How we work together
The 4P model (Plan, Produce, Promote, Protect) is how Ministry Builders delivers. Here are two ways to partner for the year. Within either one, each bucket can run Do It Yourself, Do It With You, or Done For You depending on your team's capacity.
Strategic Partnership & Full Execution
The why: you don't need more ideas, you need execution capacity.
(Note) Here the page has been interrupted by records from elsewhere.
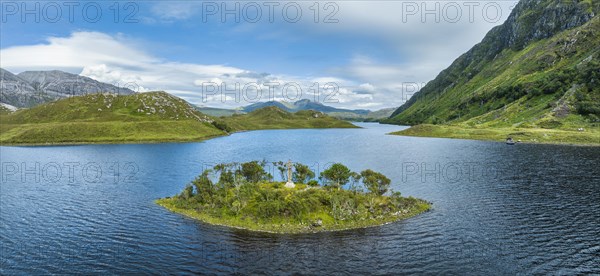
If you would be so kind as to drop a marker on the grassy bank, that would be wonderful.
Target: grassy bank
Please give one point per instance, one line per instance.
(244, 196)
(288, 226)
(152, 117)
(526, 135)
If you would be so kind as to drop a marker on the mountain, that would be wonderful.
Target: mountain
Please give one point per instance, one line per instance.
(108, 118)
(31, 88)
(272, 117)
(372, 116)
(139, 117)
(218, 112)
(539, 69)
(303, 104)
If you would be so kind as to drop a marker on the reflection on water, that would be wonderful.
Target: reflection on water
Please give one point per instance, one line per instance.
(497, 209)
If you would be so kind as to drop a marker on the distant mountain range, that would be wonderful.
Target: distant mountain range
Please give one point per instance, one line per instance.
(31, 88)
(304, 104)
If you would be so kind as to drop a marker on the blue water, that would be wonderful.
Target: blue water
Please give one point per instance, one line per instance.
(498, 209)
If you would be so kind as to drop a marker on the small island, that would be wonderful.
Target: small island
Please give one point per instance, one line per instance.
(246, 196)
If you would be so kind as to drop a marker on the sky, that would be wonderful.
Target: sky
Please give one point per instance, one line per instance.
(349, 54)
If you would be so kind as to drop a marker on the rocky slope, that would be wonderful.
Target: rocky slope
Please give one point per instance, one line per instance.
(539, 69)
(31, 88)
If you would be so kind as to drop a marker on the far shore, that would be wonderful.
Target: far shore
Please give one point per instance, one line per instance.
(587, 137)
(142, 141)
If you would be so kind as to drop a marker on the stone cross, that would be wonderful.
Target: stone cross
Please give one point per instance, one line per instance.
(289, 184)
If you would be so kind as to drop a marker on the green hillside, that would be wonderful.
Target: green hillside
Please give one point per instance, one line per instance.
(539, 71)
(144, 117)
(274, 118)
(108, 118)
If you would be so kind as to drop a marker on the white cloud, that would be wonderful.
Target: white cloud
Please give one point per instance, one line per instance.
(115, 60)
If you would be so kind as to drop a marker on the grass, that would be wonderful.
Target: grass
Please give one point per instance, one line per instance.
(151, 117)
(275, 118)
(499, 134)
(245, 196)
(552, 79)
(289, 226)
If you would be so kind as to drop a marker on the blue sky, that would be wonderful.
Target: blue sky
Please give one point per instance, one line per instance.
(376, 53)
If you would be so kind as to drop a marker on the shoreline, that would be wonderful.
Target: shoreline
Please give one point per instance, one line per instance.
(537, 136)
(159, 141)
(287, 228)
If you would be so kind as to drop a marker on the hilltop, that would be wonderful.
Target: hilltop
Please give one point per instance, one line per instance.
(535, 77)
(140, 117)
(108, 118)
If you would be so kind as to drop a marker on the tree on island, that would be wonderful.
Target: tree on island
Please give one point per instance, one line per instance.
(245, 195)
(254, 171)
(337, 175)
(377, 183)
(302, 173)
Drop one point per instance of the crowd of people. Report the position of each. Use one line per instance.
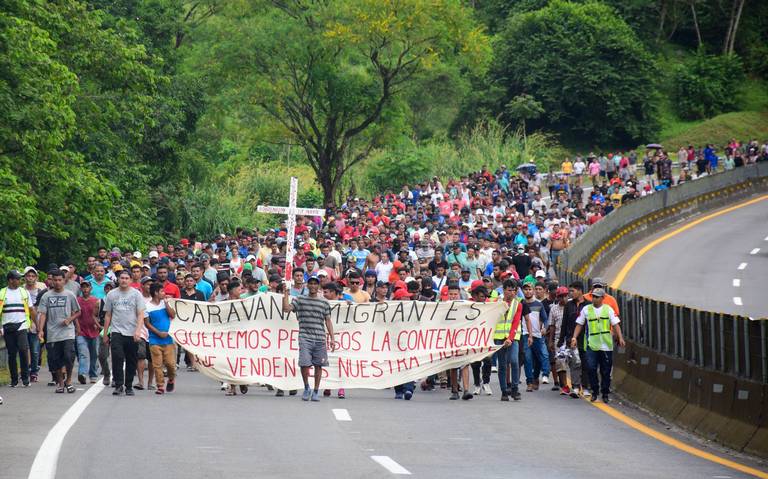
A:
(488, 236)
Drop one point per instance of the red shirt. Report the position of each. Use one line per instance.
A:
(88, 326)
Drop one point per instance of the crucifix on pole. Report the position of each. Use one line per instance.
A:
(292, 211)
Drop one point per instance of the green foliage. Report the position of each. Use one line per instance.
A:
(707, 85)
(584, 64)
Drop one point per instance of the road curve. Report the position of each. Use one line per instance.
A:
(197, 432)
(720, 264)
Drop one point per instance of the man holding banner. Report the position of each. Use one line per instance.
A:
(314, 315)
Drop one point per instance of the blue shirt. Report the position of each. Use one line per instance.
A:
(204, 288)
(159, 319)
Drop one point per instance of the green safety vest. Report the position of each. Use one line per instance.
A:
(24, 300)
(503, 327)
(598, 328)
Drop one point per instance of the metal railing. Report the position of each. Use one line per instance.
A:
(727, 343)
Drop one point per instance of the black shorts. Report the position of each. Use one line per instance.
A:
(61, 354)
(142, 351)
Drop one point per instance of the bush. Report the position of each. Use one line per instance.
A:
(706, 85)
(587, 68)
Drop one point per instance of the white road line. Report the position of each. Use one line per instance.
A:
(44, 466)
(389, 464)
(341, 414)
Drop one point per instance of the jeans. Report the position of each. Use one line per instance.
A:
(104, 359)
(87, 362)
(17, 345)
(34, 353)
(603, 360)
(508, 358)
(124, 353)
(539, 350)
(163, 355)
(486, 368)
(402, 388)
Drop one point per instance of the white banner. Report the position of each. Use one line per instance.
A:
(378, 345)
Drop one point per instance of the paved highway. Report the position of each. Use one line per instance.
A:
(720, 264)
(197, 432)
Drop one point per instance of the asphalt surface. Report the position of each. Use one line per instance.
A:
(197, 432)
(700, 266)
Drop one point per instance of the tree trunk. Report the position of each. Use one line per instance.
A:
(735, 28)
(696, 22)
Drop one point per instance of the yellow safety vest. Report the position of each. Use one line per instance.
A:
(24, 300)
(598, 328)
(503, 327)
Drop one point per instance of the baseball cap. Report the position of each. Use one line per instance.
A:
(13, 274)
(401, 293)
(598, 292)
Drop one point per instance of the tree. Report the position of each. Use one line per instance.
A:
(329, 73)
(590, 72)
(524, 107)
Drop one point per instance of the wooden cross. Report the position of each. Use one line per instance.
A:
(292, 211)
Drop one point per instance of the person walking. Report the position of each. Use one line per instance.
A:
(125, 316)
(314, 316)
(16, 320)
(59, 312)
(601, 324)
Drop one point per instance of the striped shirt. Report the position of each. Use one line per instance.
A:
(311, 313)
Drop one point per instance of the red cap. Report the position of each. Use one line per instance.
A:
(401, 293)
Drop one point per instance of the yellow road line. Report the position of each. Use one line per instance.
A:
(677, 444)
(616, 283)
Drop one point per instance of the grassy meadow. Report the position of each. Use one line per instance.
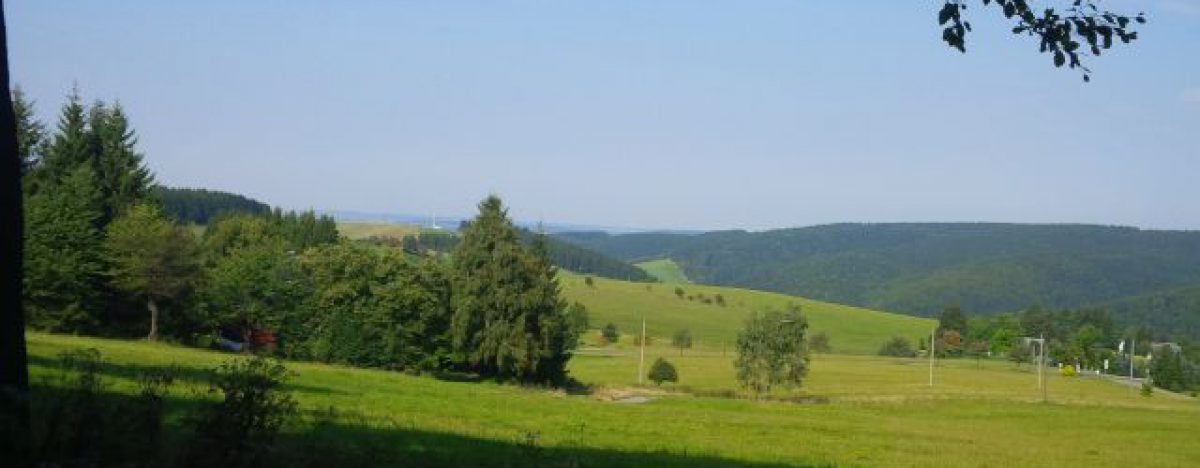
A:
(876, 411)
(357, 231)
(665, 270)
(852, 330)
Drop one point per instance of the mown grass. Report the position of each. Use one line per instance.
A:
(665, 270)
(852, 330)
(880, 412)
(357, 231)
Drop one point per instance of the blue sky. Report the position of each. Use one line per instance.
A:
(655, 114)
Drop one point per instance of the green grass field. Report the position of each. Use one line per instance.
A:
(665, 270)
(852, 330)
(357, 231)
(879, 412)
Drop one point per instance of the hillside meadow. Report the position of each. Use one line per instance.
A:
(851, 330)
(876, 411)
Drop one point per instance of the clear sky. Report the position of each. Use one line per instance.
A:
(655, 114)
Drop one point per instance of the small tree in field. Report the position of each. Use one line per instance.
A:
(682, 340)
(1020, 353)
(663, 371)
(151, 258)
(610, 333)
(820, 343)
(772, 351)
(897, 347)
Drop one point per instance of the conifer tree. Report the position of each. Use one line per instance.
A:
(30, 132)
(121, 175)
(509, 319)
(63, 255)
(69, 148)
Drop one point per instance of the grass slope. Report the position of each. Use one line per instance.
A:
(851, 330)
(877, 417)
(664, 270)
(357, 231)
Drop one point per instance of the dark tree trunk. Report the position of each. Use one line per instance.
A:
(154, 319)
(13, 375)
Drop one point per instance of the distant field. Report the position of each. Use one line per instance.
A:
(367, 229)
(664, 270)
(880, 413)
(851, 330)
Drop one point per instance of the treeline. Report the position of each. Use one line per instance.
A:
(917, 268)
(199, 205)
(562, 255)
(1084, 339)
(103, 257)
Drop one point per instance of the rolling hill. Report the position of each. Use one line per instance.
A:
(851, 330)
(918, 268)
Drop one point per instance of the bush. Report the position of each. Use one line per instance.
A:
(663, 371)
(610, 333)
(820, 343)
(240, 429)
(898, 347)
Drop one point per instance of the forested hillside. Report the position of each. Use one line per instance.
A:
(918, 268)
(198, 205)
(562, 255)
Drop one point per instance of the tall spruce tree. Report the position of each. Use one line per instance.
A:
(63, 255)
(30, 132)
(509, 321)
(121, 175)
(69, 148)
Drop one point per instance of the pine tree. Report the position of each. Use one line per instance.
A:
(30, 132)
(121, 175)
(509, 319)
(63, 255)
(69, 149)
(151, 258)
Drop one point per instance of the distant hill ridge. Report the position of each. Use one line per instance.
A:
(918, 268)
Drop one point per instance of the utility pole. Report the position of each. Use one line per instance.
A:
(641, 361)
(1042, 367)
(1133, 343)
(931, 342)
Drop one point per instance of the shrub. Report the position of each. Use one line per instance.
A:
(898, 347)
(820, 343)
(610, 333)
(663, 371)
(240, 429)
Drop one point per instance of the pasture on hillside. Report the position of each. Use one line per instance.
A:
(875, 414)
(852, 330)
(665, 270)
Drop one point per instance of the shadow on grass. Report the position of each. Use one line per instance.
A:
(189, 375)
(327, 438)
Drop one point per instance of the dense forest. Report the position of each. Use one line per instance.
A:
(919, 268)
(198, 205)
(103, 257)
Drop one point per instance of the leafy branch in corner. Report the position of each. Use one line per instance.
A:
(1068, 35)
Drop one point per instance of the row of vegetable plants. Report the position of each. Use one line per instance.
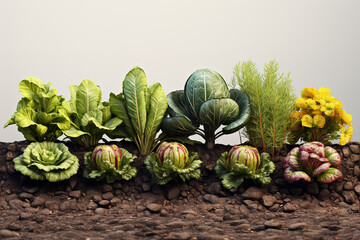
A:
(261, 106)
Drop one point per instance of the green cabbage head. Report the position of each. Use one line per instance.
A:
(171, 162)
(47, 160)
(244, 162)
(109, 163)
(206, 100)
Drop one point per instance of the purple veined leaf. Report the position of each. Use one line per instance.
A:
(294, 163)
(304, 157)
(330, 175)
(292, 176)
(333, 156)
(323, 167)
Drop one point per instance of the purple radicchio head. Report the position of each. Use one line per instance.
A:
(312, 160)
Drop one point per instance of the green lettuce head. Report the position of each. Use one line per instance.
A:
(172, 161)
(109, 162)
(244, 162)
(47, 160)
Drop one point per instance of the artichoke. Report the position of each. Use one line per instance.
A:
(244, 162)
(312, 160)
(47, 160)
(109, 162)
(172, 161)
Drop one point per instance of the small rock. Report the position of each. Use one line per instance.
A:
(348, 186)
(346, 152)
(350, 196)
(357, 171)
(297, 226)
(38, 201)
(268, 200)
(4, 233)
(289, 208)
(312, 188)
(107, 188)
(75, 194)
(108, 196)
(273, 224)
(214, 199)
(104, 203)
(146, 187)
(355, 148)
(173, 192)
(24, 195)
(154, 207)
(100, 211)
(252, 193)
(68, 206)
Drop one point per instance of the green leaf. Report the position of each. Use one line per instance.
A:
(134, 88)
(158, 107)
(202, 85)
(215, 112)
(244, 111)
(88, 97)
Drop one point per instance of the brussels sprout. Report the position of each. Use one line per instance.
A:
(172, 161)
(243, 162)
(109, 162)
(47, 160)
(176, 152)
(312, 160)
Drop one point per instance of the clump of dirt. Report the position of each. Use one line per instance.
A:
(199, 209)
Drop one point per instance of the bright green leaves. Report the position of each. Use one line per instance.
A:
(90, 118)
(141, 108)
(47, 160)
(205, 100)
(38, 115)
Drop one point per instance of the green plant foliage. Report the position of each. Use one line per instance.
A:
(109, 163)
(47, 160)
(234, 174)
(141, 108)
(205, 101)
(171, 162)
(90, 118)
(38, 114)
(272, 100)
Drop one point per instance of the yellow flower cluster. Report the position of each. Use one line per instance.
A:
(317, 109)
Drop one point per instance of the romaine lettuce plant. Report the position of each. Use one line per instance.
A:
(90, 118)
(206, 100)
(312, 160)
(141, 108)
(109, 162)
(244, 162)
(47, 160)
(172, 161)
(38, 114)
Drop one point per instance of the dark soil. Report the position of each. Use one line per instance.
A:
(200, 209)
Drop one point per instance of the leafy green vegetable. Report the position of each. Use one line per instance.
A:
(205, 101)
(272, 101)
(171, 162)
(244, 162)
(90, 118)
(109, 162)
(141, 108)
(312, 160)
(39, 113)
(47, 160)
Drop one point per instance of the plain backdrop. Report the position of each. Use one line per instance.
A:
(66, 41)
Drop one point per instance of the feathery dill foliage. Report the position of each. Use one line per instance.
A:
(272, 100)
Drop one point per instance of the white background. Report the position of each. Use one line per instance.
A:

This gives you both strategic direction and hands-on execution, like a fractional marketing team for the church.
- Sermon-to-everything content multiplication (10 to 15 clips a week)
- YouTube and search optimization, plus blog support
- Email and texting lifecycle management
- The weekly social engine across campuses
- 90-minute strategy sessions to read the analytics and pivot
- Accountability that keeps the internal team's flywheel spinning
- Q1: brand, the unified website, and the data spine
- Q2: custom sermon search platform (similar to search.coe22.com)
- Q3: custom invite tool (similar to invite.coe22.com)
- Q4: custom serve quiz system (similar to serve.coe22.com)
- Quarterly AI workshops for ministry teams
- On-call support for urgent pivots and launches
- Quarterly consulting with Jay Owen
Build & Support Only
The custom builds and the systems, with your internal team running the day-to-day marketing.
- Q1: brand, the unified website, and the data spine
- Q2: custom sermon search platform (similar to search.coe22.com)
- Q3: custom invite tool (similar to invite.coe22.com)
- Q4: custom serve quiz system (similar to serve.coe22.com)
Includes hosting and up to one support request a month.
- Review progress with your team
- Feedback, recommendations, and next-quarter planning
Note: marketing execution (content, social, SEO) is run by Forest Hill's internal team.
The value of partnership vs. in-house hiring
In-house team cost
- AI developer: $75,000+
- Social media coordinator: $50,000
- Video editor: $55,000
- SEO / content specialist: $60,000
- Benefits (about 25%): $60,000
Ministry Builders partnership
- Full marketing strategy and execution
- Sermon-to-everything content (10 to 15 clips a week)
- SEO and content optimization
- Custom build program: site, search, app
- Team training and support
What Forest Hill owns
Everything Ministry Builders builds, Forest Hill owns: the site, the systems, the automations, and the data stay yours. We build for your people, not just on your tools, so the same team ships multiples of what it ships today.
The win is a changed life, not a headcount. Every bucket above exists to make the next step obvious, warm, and easy for one more person in greater Charlotte.